The research was completed in 2015. The vulnerable system was removed in 2016 without regard to the existence of this research. The paper was written in 2018 when I was still an undergraduate in medical school with no CS background, and translated into English in 2023. Don't laugh at my stupidity.
In China, tap water is generally unsafe to drink directly, and Chinese people have developed the habit of boiling water before drinking it since the 1950s. That is why in most university dormitories, the management team either allows kettles in individual rooms or provides convenient access to public boilers.
I was a student from out of the province, was adjusted to the most miserable major in the university, Clinical Medicine (in China, it's not a big money maker), and spent most of my time on the oldest and shabbiest campus. The dormitory buildings were old, the maintenance was poor, and the electrical circuits were worn out. It was rumored that one year before we came, there was a fire incident caused by overloaded electric cables. Therefore, kettles were strictly forbidden in our rooms. The way we obtained boiled water was as follows. Unless otherwise stated, any currency in this paper is the Chinese Yuan Renminbi (CNY).
-
Buy a Water Card from the management staff. It is a standalone device without connection to our student ID card systems. Accessing boilers is its only functionality.
-
Grab your bottle and card and head to any boiler in your building.
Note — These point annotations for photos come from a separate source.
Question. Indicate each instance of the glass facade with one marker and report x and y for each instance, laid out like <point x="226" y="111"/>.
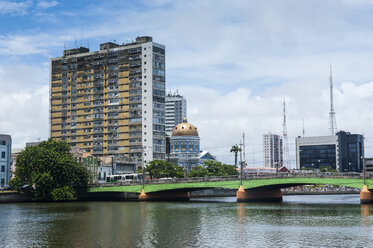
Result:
<point x="315" y="156"/>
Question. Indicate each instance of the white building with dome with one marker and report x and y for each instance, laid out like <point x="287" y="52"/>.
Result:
<point x="185" y="145"/>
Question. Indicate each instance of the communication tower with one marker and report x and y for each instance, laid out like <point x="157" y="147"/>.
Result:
<point x="285" y="136"/>
<point x="332" y="120"/>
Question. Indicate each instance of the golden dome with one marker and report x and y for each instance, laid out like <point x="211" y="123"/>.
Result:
<point x="184" y="129"/>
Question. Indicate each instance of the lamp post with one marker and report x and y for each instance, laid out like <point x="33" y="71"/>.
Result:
<point x="364" y="169"/>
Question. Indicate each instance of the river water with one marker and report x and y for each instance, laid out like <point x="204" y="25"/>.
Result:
<point x="300" y="221"/>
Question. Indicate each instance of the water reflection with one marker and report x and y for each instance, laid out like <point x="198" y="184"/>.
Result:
<point x="298" y="222"/>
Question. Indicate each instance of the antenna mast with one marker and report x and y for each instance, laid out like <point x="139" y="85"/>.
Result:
<point x="285" y="136"/>
<point x="332" y="120"/>
<point x="244" y="149"/>
<point x="303" y="128"/>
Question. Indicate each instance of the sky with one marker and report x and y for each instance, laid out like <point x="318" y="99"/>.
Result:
<point x="234" y="61"/>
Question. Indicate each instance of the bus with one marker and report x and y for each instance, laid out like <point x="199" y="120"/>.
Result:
<point x="125" y="178"/>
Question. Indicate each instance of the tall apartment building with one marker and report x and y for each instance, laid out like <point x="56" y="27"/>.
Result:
<point x="5" y="159"/>
<point x="111" y="102"/>
<point x="343" y="152"/>
<point x="272" y="146"/>
<point x="175" y="111"/>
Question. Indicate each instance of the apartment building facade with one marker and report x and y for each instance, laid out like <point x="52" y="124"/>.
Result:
<point x="273" y="150"/>
<point x="5" y="159"/>
<point x="111" y="102"/>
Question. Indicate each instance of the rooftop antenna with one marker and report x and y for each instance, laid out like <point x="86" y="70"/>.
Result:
<point x="303" y="127"/>
<point x="332" y="120"/>
<point x="285" y="136"/>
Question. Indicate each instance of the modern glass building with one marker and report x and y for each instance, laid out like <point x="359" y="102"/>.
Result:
<point x="5" y="159"/>
<point x="176" y="111"/>
<point x="343" y="152"/>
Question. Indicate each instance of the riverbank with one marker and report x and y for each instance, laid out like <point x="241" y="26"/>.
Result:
<point x="14" y="197"/>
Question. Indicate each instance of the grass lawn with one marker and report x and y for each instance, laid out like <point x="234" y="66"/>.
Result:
<point x="248" y="184"/>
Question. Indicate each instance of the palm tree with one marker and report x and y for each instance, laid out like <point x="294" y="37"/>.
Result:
<point x="235" y="149"/>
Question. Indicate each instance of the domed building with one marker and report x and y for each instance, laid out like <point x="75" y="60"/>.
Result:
<point x="184" y="145"/>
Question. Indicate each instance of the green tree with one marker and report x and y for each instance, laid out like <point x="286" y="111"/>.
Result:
<point x="51" y="172"/>
<point x="215" y="168"/>
<point x="198" y="171"/>
<point x="236" y="150"/>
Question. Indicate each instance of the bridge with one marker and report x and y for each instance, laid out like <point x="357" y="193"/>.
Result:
<point x="264" y="187"/>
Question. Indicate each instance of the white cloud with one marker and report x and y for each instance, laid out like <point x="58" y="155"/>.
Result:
<point x="235" y="61"/>
<point x="46" y="4"/>
<point x="24" y="115"/>
<point x="222" y="118"/>
<point x="14" y="8"/>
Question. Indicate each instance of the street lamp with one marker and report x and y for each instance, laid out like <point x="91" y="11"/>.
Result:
<point x="364" y="170"/>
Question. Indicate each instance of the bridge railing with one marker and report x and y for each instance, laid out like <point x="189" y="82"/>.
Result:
<point x="245" y="177"/>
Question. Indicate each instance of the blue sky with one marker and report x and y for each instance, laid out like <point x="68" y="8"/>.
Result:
<point x="235" y="61"/>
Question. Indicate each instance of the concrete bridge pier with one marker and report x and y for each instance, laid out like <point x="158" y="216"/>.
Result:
<point x="259" y="195"/>
<point x="366" y="196"/>
<point x="164" y="196"/>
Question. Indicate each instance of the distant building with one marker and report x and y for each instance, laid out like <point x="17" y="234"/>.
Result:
<point x="272" y="147"/>
<point x="369" y="164"/>
<point x="34" y="143"/>
<point x="5" y="159"/>
<point x="184" y="145"/>
<point x="176" y="111"/>
<point x="15" y="152"/>
<point x="343" y="152"/>
<point x="206" y="156"/>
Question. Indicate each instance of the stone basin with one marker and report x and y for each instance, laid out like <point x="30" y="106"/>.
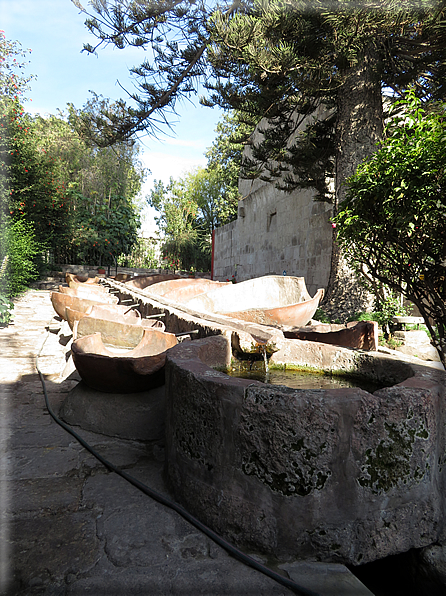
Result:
<point x="114" y="370"/>
<point x="182" y="290"/>
<point x="274" y="300"/>
<point x="338" y="475"/>
<point x="61" y="301"/>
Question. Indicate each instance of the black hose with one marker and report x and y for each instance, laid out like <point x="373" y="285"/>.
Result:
<point x="232" y="550"/>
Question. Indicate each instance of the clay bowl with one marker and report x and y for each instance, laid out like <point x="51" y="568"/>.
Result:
<point x="111" y="312"/>
<point x="80" y="278"/>
<point x="61" y="301"/>
<point x="123" y="371"/>
<point x="143" y="281"/>
<point x="182" y="290"/>
<point x="113" y="333"/>
<point x="90" y="294"/>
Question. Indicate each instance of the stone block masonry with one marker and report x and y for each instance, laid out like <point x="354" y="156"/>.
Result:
<point x="275" y="232"/>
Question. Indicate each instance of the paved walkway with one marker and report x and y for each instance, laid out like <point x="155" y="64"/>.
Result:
<point x="71" y="527"/>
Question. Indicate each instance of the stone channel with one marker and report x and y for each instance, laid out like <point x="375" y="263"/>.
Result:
<point x="339" y="475"/>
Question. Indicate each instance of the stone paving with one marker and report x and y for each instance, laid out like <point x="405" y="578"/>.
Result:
<point x="70" y="526"/>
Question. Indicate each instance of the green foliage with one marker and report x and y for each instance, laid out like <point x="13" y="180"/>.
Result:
<point x="392" y="224"/>
<point x="184" y="243"/>
<point x="321" y="316"/>
<point x="107" y="229"/>
<point x="143" y="255"/>
<point x="18" y="243"/>
<point x="6" y="304"/>
<point x="384" y="311"/>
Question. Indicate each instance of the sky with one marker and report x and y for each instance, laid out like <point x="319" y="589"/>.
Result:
<point x="55" y="32"/>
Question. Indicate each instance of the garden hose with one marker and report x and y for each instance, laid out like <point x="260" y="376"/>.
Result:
<point x="231" y="550"/>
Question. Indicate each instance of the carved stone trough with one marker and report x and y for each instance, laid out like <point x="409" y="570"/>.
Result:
<point x="336" y="475"/>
Put the bottle in place, swipe the card briefly, and then take it away.
-
The boiler makes a beep, displays your current balance, and starts pouring boiled water.
-
The displayed balance decreases as the water come out at a rate of roughly one cent per 3 seconds.
a. After the balance decreased by 16 cents, your average-sized bottle was filled nicely. The water stops, and the display goes out after a few seconds.
b. If you do not need as much water, you swipe the card once again. The water stream stops with a brief beep, and the display goes out after a few seconds.
c. If your card balance was less than 16 cents, the water stops when it reaches zero, and the display goes out after a few seconds.
-
If you need more balance, you can only recharge it with cash at the management staff's desk.
After a simple analysis of the system, I concluded that it was perfectly possible to crack it. There were a few reasons:
-
Lack of network connectivity
This was a very rudimentary system. The appearance of the water cards was very rough, and there was no association between the card and your identity. By inspecting the pipes and cables behind the boilers, I found no network cable, and the machine itself absolutely did not look capable of making wireless connections. Therefore, it is very likely that the system was not network connected at all, and it was possible to crack the system and tamper with data with minimal risk.
-
Data storage
By analyzing the steps of getting water, I assumed that the data in the cards were stored and modified in the following manner:
a. Upon each card read, the machine inspects the available balance, puts it into temporary storage, and displays it on the screen.
i. If it was no less than 16 cents, deduct 16 cents and write to the card.
ii. If it was less than 16 cents, write zero to the card.
b. The balance in the temporary storage is decreased over time.
i. If you swipe the card again, the balance in the card is overwritten by that in the temporary storage.
ii. If not, then the balance in the card has already been nicely reduced by 16 cents.
Considering how rudimentary the system looked, I would never believe the card was a cutting-edge super mass storage device that logs every transaction. It was very likely that it simply stored the current balance in numbers.
-
Existing technology
A quick web told me that the most popular low-cost NFC solution in China at the time was called the M1 card, or S50 card, and it could be cracked by some techniques I could not understand.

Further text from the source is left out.